The median T ij of the integrated influence matrix T represents the direct influence of the model i on the model j plus the indirect influence, i.e. the degree of the integrated influence generated. At the same time, t ij also represents the degree to which model j is comprehensively affected by model i. In summary, the sum of the values of each row of the comprehensive influence matrix T represents the comprehensive influence value, i.e. the influence degree, of each row of the corresponding model on all other models, and the set is denoted as D.
D=(D1,D2,D3,…,Dn)
Wherein:
The sum of the values of the columns of the integrated influence matrix T indicates the integrated influence, i.e. the degree of influence, of all other models on the model corresponding to each column, and this set is denoted as C.
C=(C1,C2,C3,…,Cn)
Wherein:
The degree of influence of the model i and the degree of influence are added to obtain the centrality of the model, denoted as M i,
Mi=Di+Ci
Through the above calculation process, the comprehensive influence degree of the model of the application program phishing fraud risk detection is shown in the following table 7:
TABLE 7
Model | Degree of combined influence |
Brand relevance calculation | 4.029 |
Brand relevance calculation | 0.911 |
Application screenshot similarity calculation | 2.809 |
Structure detection | 1.478 |
Challenge image detection | 2.857 |
The importance of each model in the risk data risk value and risk level solution is calculated based on the comprehensive influence of the risk detection models. Meanwhile, based on system modeling experience, some unaccounted factors can influence risk data risk values and a risk level calculation system, so that disturbance items are introduced to balance data distribution and increase robustness of the system. Based on a network analysis method (Analytic Network Process), the weight of the disturbance term lambda in the whole system is set to be 1%. The importance of the risk detection model is calculated as follows:
Where w i represents the importance of the risk detection model i;
W=(w1,w2,…,wn,wλ)
Where w represents the importance of the risk detection model, i.e., the disturbance term weight.

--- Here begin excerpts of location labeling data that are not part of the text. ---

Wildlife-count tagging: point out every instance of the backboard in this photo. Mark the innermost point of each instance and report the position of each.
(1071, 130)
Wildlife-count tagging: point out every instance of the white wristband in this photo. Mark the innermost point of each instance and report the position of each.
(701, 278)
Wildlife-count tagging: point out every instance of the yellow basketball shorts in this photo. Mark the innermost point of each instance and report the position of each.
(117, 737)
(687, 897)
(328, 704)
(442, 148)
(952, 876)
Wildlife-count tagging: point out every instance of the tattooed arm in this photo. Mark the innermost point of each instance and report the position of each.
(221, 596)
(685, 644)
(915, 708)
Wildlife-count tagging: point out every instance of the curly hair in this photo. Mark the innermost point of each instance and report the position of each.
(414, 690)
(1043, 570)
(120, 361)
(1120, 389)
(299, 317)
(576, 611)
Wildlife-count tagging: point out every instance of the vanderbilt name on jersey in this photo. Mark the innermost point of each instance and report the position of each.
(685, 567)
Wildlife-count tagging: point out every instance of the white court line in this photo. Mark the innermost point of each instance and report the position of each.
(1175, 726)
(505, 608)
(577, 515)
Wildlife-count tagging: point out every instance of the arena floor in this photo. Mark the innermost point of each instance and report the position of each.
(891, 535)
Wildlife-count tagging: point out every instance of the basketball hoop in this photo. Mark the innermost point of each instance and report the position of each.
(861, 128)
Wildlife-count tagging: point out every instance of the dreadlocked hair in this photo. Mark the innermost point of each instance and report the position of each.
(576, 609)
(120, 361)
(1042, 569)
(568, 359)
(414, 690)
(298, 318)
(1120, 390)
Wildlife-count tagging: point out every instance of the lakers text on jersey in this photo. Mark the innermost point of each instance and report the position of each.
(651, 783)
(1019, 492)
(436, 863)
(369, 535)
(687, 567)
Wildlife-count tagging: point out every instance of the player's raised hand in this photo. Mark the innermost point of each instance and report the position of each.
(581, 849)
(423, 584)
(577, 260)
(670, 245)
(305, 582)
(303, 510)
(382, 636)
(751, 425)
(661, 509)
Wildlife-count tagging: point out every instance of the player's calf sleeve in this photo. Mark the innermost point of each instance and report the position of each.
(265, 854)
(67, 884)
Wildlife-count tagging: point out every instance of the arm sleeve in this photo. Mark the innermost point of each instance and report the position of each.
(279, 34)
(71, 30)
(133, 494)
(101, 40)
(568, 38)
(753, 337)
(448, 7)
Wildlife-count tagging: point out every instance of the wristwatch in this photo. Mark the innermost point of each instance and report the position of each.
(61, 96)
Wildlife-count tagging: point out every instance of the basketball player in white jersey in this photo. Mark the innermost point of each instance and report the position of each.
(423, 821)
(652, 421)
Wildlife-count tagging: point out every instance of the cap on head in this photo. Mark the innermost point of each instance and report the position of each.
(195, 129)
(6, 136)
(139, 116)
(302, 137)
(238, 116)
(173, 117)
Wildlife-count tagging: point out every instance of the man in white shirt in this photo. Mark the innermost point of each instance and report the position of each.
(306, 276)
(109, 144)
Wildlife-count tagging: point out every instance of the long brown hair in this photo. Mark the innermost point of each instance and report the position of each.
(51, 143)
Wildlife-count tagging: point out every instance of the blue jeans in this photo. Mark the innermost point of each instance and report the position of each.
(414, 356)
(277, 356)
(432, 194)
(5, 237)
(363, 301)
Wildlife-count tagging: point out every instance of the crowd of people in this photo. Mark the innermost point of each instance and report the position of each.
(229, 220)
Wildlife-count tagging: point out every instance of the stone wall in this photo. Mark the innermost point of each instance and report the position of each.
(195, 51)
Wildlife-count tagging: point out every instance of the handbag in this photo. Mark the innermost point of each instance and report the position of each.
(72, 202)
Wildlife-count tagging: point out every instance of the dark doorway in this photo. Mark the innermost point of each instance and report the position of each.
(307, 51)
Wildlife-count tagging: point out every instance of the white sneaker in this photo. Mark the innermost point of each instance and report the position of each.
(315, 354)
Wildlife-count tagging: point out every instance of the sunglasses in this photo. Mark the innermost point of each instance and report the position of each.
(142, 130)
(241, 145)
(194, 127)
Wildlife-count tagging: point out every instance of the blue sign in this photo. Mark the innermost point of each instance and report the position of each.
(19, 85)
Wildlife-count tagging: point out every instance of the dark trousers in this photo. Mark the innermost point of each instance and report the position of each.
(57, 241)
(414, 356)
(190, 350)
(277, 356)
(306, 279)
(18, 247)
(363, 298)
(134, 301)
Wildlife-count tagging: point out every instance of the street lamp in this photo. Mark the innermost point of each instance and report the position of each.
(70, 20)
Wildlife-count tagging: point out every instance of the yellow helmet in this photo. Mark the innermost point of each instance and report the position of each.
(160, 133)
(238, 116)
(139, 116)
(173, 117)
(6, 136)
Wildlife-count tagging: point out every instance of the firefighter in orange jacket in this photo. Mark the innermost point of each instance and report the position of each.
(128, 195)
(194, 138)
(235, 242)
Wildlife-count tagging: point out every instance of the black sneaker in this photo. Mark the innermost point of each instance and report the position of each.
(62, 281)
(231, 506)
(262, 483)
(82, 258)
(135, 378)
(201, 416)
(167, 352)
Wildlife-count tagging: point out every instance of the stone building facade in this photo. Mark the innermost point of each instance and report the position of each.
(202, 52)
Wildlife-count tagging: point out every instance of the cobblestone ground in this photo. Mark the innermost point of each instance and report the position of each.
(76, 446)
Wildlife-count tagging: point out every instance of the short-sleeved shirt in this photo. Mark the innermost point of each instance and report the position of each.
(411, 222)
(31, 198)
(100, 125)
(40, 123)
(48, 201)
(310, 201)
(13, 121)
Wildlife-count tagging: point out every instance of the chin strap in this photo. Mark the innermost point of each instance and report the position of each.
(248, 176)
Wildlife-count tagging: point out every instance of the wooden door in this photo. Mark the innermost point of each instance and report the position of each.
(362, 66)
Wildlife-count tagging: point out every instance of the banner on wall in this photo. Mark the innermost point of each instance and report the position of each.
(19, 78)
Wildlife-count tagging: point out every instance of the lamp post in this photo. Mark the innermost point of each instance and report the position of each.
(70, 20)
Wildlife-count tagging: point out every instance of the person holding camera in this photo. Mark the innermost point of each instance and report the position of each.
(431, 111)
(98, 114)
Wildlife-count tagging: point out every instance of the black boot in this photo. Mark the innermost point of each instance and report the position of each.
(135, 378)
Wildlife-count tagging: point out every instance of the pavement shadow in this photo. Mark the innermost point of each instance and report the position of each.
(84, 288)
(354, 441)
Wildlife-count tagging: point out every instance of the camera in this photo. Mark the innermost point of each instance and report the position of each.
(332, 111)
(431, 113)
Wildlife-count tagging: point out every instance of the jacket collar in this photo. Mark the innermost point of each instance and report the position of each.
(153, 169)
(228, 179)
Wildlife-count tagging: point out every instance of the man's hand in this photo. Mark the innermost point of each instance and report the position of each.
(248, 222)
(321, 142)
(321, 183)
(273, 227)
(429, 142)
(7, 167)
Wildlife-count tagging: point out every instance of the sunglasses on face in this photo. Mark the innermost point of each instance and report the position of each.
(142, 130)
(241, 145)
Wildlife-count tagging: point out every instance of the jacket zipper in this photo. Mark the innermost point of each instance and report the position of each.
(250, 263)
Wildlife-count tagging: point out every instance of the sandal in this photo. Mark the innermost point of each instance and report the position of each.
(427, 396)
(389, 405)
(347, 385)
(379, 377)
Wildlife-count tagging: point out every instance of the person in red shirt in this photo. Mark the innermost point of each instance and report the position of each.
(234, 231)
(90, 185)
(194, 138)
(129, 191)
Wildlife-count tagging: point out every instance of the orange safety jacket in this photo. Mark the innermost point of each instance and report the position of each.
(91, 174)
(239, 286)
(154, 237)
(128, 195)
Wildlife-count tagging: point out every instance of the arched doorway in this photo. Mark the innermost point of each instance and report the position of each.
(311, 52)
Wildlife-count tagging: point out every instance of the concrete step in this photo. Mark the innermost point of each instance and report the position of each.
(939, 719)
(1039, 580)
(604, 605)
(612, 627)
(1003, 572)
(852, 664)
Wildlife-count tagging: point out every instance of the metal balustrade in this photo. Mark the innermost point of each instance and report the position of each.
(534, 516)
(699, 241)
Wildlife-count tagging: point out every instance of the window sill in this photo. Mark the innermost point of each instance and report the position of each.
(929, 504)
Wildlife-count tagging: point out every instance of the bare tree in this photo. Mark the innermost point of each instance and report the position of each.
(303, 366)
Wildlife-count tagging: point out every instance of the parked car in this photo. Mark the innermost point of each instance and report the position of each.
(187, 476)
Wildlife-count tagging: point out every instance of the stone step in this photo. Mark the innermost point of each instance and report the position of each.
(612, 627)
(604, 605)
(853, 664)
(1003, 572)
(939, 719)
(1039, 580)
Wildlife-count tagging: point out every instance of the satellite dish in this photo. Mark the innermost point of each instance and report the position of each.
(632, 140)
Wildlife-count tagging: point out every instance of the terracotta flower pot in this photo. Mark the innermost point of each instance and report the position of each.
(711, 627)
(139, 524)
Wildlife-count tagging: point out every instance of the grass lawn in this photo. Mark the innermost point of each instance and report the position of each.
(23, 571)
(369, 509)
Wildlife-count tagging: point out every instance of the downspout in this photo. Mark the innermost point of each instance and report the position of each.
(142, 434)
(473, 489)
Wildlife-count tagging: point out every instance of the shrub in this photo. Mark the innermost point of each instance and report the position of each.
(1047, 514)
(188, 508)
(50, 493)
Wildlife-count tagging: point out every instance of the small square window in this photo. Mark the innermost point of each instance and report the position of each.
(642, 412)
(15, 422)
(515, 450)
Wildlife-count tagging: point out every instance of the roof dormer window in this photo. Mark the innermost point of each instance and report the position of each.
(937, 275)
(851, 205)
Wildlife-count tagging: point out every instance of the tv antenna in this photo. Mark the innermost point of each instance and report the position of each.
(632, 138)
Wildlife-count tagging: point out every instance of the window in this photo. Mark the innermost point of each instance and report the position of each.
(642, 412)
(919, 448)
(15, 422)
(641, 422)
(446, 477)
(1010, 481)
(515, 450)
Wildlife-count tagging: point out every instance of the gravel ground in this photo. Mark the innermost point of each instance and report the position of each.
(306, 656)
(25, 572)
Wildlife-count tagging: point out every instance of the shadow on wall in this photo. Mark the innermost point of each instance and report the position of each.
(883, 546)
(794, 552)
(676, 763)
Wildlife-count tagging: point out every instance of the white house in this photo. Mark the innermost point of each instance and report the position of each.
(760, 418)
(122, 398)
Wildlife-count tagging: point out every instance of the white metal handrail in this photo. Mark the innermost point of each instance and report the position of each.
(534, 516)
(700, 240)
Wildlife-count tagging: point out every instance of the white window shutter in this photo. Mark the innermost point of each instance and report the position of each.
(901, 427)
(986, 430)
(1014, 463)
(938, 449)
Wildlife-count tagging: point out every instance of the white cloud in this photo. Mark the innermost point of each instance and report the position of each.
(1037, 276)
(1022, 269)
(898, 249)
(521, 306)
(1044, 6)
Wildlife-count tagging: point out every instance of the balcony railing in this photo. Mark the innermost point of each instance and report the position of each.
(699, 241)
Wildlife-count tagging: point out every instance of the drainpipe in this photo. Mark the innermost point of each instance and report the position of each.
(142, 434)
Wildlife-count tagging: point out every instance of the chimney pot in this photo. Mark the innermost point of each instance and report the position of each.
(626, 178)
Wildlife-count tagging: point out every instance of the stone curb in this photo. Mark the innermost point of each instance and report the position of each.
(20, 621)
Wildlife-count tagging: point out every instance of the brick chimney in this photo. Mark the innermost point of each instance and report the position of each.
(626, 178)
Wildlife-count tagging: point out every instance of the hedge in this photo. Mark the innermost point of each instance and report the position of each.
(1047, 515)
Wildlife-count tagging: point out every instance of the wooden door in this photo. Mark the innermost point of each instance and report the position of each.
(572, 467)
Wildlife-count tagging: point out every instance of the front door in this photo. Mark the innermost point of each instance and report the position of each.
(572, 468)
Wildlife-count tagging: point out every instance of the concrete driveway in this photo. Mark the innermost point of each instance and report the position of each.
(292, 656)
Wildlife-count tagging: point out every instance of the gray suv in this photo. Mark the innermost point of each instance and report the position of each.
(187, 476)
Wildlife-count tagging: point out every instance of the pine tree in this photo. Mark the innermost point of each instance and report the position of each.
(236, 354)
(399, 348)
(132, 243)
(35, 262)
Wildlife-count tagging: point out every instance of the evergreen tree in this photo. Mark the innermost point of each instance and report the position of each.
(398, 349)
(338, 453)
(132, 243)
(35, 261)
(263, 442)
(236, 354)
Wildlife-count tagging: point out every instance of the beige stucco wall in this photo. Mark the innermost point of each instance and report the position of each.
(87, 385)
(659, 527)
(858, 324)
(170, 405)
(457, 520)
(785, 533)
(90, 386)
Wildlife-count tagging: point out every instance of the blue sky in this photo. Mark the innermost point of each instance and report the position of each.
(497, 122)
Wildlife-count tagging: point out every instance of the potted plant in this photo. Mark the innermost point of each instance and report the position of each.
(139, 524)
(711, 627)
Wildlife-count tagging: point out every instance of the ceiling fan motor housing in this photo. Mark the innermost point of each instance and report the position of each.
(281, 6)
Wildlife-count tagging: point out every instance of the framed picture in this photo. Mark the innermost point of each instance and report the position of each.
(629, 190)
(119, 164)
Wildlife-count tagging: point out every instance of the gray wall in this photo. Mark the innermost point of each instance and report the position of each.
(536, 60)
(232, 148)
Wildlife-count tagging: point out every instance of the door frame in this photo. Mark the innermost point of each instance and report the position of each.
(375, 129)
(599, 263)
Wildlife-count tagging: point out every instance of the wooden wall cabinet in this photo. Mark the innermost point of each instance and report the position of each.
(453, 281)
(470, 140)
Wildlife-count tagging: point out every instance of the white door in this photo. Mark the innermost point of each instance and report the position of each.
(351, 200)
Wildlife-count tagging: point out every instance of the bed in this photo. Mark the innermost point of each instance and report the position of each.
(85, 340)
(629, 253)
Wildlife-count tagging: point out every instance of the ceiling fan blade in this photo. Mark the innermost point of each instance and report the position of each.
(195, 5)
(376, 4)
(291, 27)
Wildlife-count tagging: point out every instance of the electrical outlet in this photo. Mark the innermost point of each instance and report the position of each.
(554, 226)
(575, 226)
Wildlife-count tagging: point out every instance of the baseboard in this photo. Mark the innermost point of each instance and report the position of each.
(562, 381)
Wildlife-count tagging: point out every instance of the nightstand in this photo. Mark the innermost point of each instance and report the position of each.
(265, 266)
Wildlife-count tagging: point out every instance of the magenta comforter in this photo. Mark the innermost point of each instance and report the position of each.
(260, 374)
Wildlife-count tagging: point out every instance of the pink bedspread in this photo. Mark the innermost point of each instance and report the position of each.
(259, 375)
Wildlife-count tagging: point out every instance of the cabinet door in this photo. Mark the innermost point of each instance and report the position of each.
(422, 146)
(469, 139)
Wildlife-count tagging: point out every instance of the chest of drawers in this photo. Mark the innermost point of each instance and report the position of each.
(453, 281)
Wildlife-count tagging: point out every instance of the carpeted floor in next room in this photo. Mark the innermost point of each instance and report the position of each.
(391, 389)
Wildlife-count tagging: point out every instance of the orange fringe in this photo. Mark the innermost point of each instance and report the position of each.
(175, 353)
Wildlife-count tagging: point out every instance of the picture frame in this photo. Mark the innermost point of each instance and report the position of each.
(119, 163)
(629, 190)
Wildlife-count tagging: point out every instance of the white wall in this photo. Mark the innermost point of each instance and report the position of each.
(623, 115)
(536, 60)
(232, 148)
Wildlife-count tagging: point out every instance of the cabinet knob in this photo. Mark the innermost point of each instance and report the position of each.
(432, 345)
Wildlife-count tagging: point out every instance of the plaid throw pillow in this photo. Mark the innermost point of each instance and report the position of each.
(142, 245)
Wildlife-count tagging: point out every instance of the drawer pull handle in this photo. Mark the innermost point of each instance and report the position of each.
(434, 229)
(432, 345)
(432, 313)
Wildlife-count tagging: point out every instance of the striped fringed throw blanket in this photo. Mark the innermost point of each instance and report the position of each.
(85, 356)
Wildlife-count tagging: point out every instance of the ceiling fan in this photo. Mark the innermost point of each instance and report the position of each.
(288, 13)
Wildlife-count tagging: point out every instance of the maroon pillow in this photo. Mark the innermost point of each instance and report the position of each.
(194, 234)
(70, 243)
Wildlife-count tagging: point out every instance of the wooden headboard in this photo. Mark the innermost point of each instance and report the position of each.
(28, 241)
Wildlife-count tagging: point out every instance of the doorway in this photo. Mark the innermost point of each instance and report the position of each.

Based on the above calculation process, the importance of the application program type phishing fraud risk detection model is shown in the following table 8:
TABLE 8
Model | Model importance |
Brand relevance calculation | 0.330 |
Brand relevance calculation | 0.075 |
Application screenshot similarity calculation | 0.230 |
Structure detection | 0.121 |
Challenge image detection | 0.234 |
The output results of the risk detection model can be categorized into three types, and the details are as follows:
Binary output result: if yes, whether a login component exists, whether a challenge image exists, and the like;
correlation results: such as brand association and brand information similarity;
degree of offset: if the application program screenshot similarity calculation module results, the calculation mode is as follows:
The offset refers to the output result of the detection model with the threshold value set, for example, the threshold value of the application screenshot similarity calculation module is set to 0.7, and when the similarity is greater than 0.7, the application screenshot is considered to be similar to the brand application screenshot in the brand base information base.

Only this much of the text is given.